Tweeting: ‘blogging for morons’?

So, farewell then Social Media World Forum Europe The World The Universe 2010, and roll-on next year’s event. Conference programme presentations in 2011 that we’d like to see include:

  • Keynote address 1: “Will someone please capitalise me £500k?”
    Is investing thousands in a ‘vaguely interesting idea for a website that has the potential to be quite successful’ throwing good money after bad? Not at all, argues serial entrepreneur Con O’Course.
  • Keynote address 2: Tweeting: is it really just blogging for morons?
    Controversial über analyst Gunther Lünch of market-watcher DataGeist Group shares his view of the ‘bifurcation of the Socmed generation’ into so-called ‘Tweet twats and blog-telectuals’.
  • Social Media Trends: the rise of ‘identity sharing’
    Many socmed adherents are finding that an entire personality is surplus to their requirements.
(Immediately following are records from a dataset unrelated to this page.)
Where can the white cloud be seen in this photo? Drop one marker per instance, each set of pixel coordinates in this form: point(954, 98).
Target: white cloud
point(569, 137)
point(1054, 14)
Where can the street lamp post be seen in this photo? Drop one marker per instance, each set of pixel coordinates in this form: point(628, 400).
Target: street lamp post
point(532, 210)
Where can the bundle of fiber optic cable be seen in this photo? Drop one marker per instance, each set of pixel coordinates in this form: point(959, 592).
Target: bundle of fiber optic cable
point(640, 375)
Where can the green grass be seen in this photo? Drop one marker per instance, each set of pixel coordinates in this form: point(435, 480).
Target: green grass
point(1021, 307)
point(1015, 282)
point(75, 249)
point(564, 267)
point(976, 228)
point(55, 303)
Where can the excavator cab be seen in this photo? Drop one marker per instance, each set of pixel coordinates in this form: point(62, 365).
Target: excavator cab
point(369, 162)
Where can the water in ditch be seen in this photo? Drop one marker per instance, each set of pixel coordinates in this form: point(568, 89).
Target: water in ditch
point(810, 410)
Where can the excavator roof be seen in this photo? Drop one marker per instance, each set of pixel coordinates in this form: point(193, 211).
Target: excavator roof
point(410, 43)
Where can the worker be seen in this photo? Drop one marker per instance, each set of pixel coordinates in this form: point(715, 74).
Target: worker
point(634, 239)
University lecturer Professor Grant Guzzler suggests that there is no moral or ethical reason why two (or more) individuals should not share the same single personality in virtual cyber-domains.
  • Monetization: the ‘Holy Grail’ of Social Media business models
    Leading commercial consultant Daniel Day-Rate revisits a subject heading that rarely fails to pack ’em in. His conclusion: we still have some way to go toward achieving this.
  • Case study: 10 steps to deriving value from the obvious
    Shirley Knott, managing director of the UK’s largest small-to-medium sized enterprise Mega Industries International, explains how her company did some fairly obvious things to making Internet technology perform some basic business processes, such as setting-up a website, and accepting online payments.